Millard Drexler, who "was credited with a retailing revolution: creating a store that sold only its own private- label merchandise,"and who made "the store a brand, and the brand a store," has now joined J. Crew as CEO soon after being forced to resign as CEO of the Gap to make way for a senior Disney Theme Parks executive.
According to this New York Times story (registration required) J. Crew had almost three-quarters of a billion dollars in revenue last year and has gone from being a family-run business (founded by Arthur Cinander) to being bought by San Francisco-based Texas Pacific Group that's famous for profitable turnarounds in the last five years.
J. Crew, which began as a catalog merchant, now has 195 stores, including 43 factory outlets. The stores account for 64 percent of the business, with catalog and Internet sales making up the rest.

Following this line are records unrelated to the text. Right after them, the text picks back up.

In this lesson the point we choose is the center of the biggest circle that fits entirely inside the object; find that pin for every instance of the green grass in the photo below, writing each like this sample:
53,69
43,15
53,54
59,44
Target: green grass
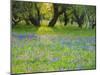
47,53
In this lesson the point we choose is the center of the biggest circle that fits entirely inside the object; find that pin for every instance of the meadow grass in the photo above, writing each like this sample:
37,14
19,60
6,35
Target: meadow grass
50,52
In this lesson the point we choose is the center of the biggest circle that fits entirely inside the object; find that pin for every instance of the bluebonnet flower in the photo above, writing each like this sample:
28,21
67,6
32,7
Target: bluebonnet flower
21,36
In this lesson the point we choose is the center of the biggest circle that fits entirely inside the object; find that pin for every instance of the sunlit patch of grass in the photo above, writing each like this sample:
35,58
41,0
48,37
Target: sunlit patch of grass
43,55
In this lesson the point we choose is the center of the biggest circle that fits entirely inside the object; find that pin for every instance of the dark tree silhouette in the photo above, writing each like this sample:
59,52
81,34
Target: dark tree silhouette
57,13
79,18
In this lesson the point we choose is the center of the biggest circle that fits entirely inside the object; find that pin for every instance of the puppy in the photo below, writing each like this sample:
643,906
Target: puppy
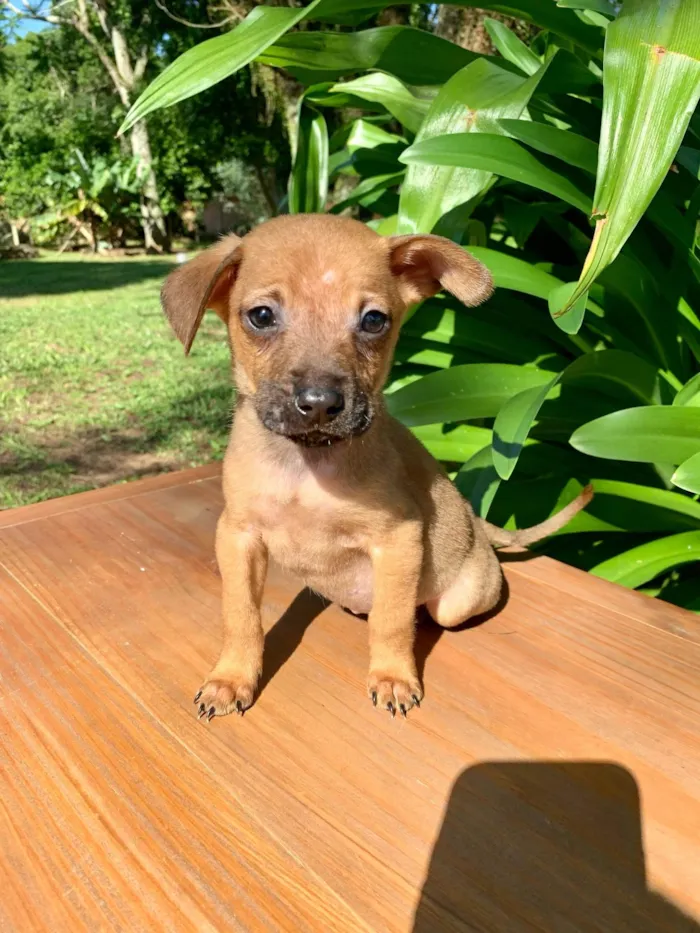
317,474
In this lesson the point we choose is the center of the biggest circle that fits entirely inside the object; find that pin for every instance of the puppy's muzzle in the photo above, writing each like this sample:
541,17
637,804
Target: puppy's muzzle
318,404
314,414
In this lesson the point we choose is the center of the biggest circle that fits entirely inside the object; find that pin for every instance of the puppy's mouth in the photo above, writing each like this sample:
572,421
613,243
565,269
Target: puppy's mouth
280,416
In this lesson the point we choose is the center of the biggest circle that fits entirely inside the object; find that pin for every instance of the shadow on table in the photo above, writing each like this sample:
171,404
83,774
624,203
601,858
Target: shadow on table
543,847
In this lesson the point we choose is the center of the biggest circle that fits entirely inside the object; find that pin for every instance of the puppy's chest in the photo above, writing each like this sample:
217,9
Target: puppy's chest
304,522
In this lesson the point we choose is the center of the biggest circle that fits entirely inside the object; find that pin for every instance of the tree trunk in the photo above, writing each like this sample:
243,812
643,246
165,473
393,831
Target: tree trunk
465,27
152,220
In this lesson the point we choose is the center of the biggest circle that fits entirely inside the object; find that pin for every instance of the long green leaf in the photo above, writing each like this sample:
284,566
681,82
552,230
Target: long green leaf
488,152
606,371
652,434
645,508
414,56
542,13
513,423
520,276
562,144
409,106
215,59
308,182
475,390
690,393
478,481
456,444
651,88
643,563
687,476
473,100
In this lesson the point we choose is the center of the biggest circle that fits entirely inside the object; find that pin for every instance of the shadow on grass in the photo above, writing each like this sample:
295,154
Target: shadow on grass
53,462
23,277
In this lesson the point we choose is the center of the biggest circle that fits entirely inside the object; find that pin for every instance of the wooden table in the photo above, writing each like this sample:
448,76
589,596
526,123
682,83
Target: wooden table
550,782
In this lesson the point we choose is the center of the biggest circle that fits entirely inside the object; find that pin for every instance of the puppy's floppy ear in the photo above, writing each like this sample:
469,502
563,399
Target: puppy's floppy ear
204,282
424,263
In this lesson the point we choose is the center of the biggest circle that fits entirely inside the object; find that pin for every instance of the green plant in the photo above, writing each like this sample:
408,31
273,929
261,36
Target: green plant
93,195
571,168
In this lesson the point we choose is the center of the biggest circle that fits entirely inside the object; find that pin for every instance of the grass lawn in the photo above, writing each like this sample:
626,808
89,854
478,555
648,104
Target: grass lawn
94,389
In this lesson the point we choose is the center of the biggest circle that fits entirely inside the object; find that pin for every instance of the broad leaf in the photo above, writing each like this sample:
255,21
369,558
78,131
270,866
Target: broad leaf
473,391
513,424
651,88
562,144
690,393
215,59
478,481
643,563
414,56
488,152
473,100
308,181
652,434
511,48
544,13
687,476
408,105
454,444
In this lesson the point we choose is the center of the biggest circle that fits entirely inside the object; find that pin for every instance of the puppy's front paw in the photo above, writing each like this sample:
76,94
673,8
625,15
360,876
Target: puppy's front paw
394,692
218,697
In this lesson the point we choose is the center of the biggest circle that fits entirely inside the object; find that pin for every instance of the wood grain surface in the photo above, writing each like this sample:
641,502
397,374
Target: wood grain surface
550,782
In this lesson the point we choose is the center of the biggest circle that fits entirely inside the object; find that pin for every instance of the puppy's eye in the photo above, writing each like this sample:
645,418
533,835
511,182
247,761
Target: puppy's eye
374,322
262,318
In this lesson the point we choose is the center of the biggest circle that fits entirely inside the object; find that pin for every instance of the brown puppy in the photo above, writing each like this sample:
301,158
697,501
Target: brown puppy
317,475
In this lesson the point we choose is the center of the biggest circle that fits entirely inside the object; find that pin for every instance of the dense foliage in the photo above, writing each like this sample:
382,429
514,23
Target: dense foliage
56,98
550,158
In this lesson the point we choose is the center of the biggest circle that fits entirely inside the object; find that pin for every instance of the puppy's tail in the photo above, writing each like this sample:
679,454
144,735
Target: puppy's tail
499,537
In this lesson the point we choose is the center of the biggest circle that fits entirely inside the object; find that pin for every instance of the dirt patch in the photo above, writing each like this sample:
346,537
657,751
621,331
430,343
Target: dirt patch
89,459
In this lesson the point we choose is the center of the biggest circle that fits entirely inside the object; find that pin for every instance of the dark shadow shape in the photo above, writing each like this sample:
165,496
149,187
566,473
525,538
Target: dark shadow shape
543,847
23,277
286,634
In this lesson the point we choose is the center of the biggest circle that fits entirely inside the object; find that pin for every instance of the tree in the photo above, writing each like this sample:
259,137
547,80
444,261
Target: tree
120,36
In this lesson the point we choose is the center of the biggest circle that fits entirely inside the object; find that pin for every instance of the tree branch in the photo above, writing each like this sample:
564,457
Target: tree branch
29,12
186,22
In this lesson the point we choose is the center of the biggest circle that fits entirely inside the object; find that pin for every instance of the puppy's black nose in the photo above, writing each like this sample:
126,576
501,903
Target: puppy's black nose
319,405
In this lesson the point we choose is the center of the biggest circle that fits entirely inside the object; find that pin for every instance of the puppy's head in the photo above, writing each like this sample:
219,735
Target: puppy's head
313,305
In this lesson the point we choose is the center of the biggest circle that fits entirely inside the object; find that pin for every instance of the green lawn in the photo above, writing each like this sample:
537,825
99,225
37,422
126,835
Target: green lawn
94,389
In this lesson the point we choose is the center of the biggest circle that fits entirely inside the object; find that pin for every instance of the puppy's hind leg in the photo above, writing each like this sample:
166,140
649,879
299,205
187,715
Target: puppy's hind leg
476,590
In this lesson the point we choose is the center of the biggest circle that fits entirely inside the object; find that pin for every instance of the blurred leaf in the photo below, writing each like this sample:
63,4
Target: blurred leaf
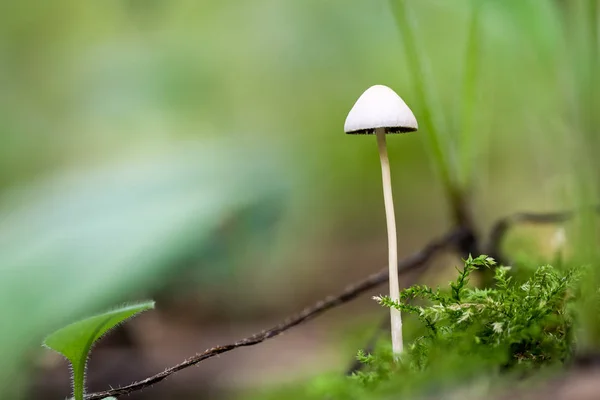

...Mr. Drexler, who will also become chairman, is investing $10 million of his own money in J. Crew, which is not publicly traded. Analysts hailed his arrival yesterday as a coup for the company — whether he brought his checkbook or not. He will succeed the current chief executive, Ken Pilot, who once worked under Mr. Drexler at Gap and was considered to be doing a good job in turning around J. Crew for Texas Pacific, which bought 60 percent of the company in 1997. "It was just this unusual circumstance to be able to get someone of Mickey's caliber," said Owen Blicksilver, a spokesman for J. Crew, sidestepping the issue of who approached whom. "It grew out of a mutual interest," he said.